I regret my foreign marriage

June 23, 2025
‘Relatives have told me that they know that my wife is seeing another man.’
‘Relatives have told me that they know that my wife is seeing another man.’

Dear Pastor,

I am a 43-year-old man and I have three children with my wife. This woman is not Jamaican, but all my children were born in Jamaica. I was in America but I was forced to return to Jamaica.

My children have American visas, so they are there with my wife and I am alone in Jamaica. I do not have a house here, but I have a lot of land, which I bought years ago. I am hoping to build a house. I am not able to send money to my wife for the children every month, but I do my best.

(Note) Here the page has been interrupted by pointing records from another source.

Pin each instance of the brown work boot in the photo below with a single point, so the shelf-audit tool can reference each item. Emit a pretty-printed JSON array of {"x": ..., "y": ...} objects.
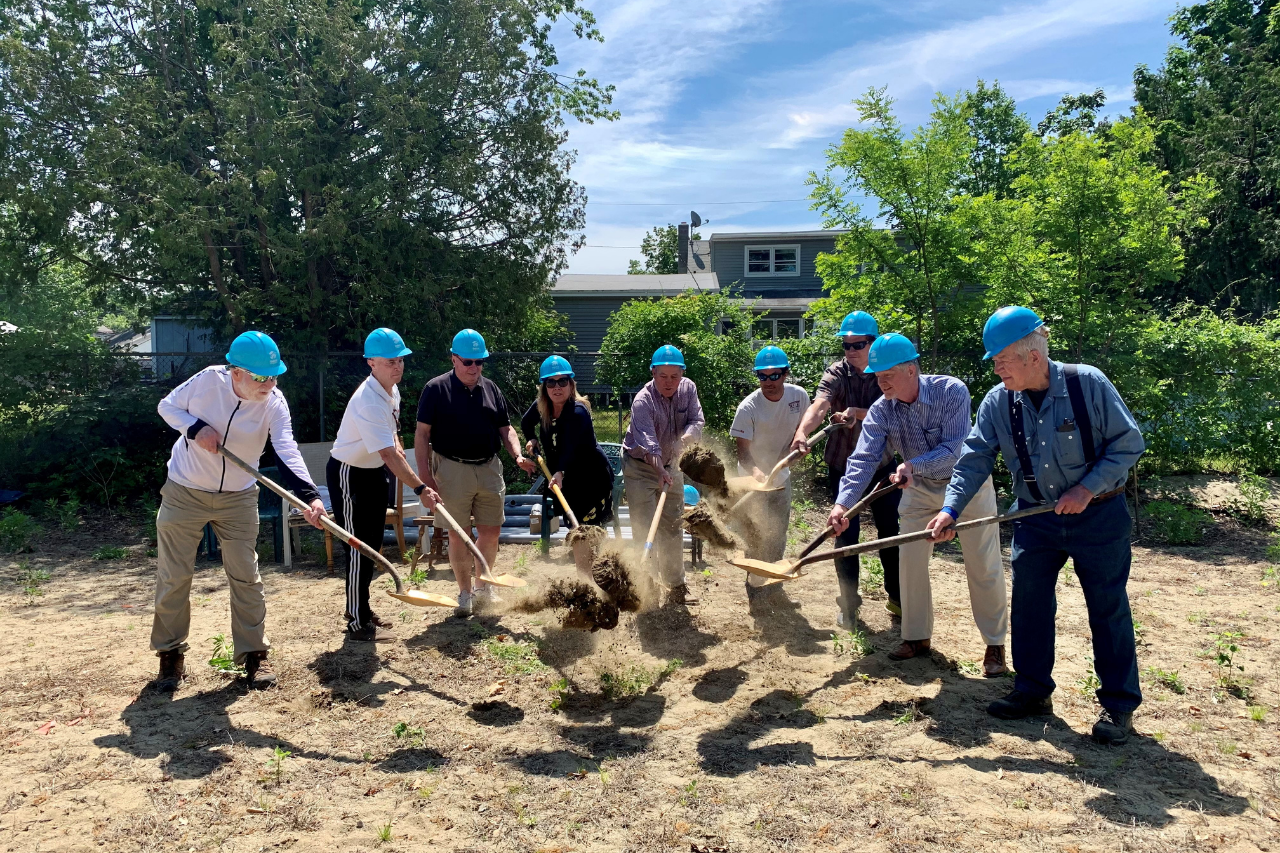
[
  {"x": 909, "y": 649},
  {"x": 257, "y": 670},
  {"x": 993, "y": 664},
  {"x": 173, "y": 671}
]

Relatives have told me that they know that my wife is seeing another man. Before hearing that she is seeing somebody, I did not give up on her. I know now that my relatives will not lie on her.

I asked one of my children if my wife goes out often with a man and she said yes, I asked whether the man is sleeping at the house and she said yes. She said I should not let her mother know what she told me. So, now I know for sure that my marriage has ended.

When I got married, I thought it would be forever. Sometimes when I consider my situation, I regret not marrying to a Jamaican woman. My wife is much more educated than I am. Sometimes when we are having conversations, she would say that she was wasting her time talking to me because I would not understand.

I got myself in trouble with the law because I was doing my very best to support my family. I am trying to start over, but it is hard. I have an old woman who cleans my house and cooks for me. I have been going to church and trying to live a decent life. I have insurance and my wife is the beneficiary. I want to remove her as my beneficiary.

I am longing to see my children. Do you think I should let my wife know that I heard that she is seeing another man? I have to blame myself for lots of things, but since coming home to Jamaica, I have not got myself entangled with any woman. They have come around me, but when they come I have told them that I am broke.

These young women want money. Whatever money I have is to keep me going and to buy material for the house I want to build. Very soon, I am going to buy sand, gravel and steel to start my house.

Two brothers from the church I am now attending have promised to help me with the building. I do not want my wife back in my life because I have lost trust in her.

N. C

Dear N.C

You did not say that you are a deportee, but I presume that you are. If you are not, I must ask you to forgive me from judging you wrongfully. You said you got yourself into trouble. What trouble?

You have returned to Jamaica empty handed. Perhaps it is good that your children are now abroad. It seems to me that the love you have for your wife has turned into hate, and to me, that is very sad. If indeed she has another man in her life, perhaps she is seeking financial help from him.

Your daughter who spoke to you about her mother knows what is going on, but she has cautioned you not to divulge that you got some of the information from her. Your relatives know the truth and they have told you. It is not to make you unhappy, but to help you make the right decisions.

When couples get married, only death should separate them. But there are times when divorce becomes a necessity, so if you do not wish to have a reconciliation with your wife, then a divorce may become a necessary evil.

If your wife wants the relationship with you to continue, I am sure she could visit you as often as possible if you are unable to travel.

I am glad that you are attending church and that the brothers there are willing to help you build a house.

I wish you well. Try and keep calm and don't allow your problems to destroy you psychologically and even physically. Let me hear from you again.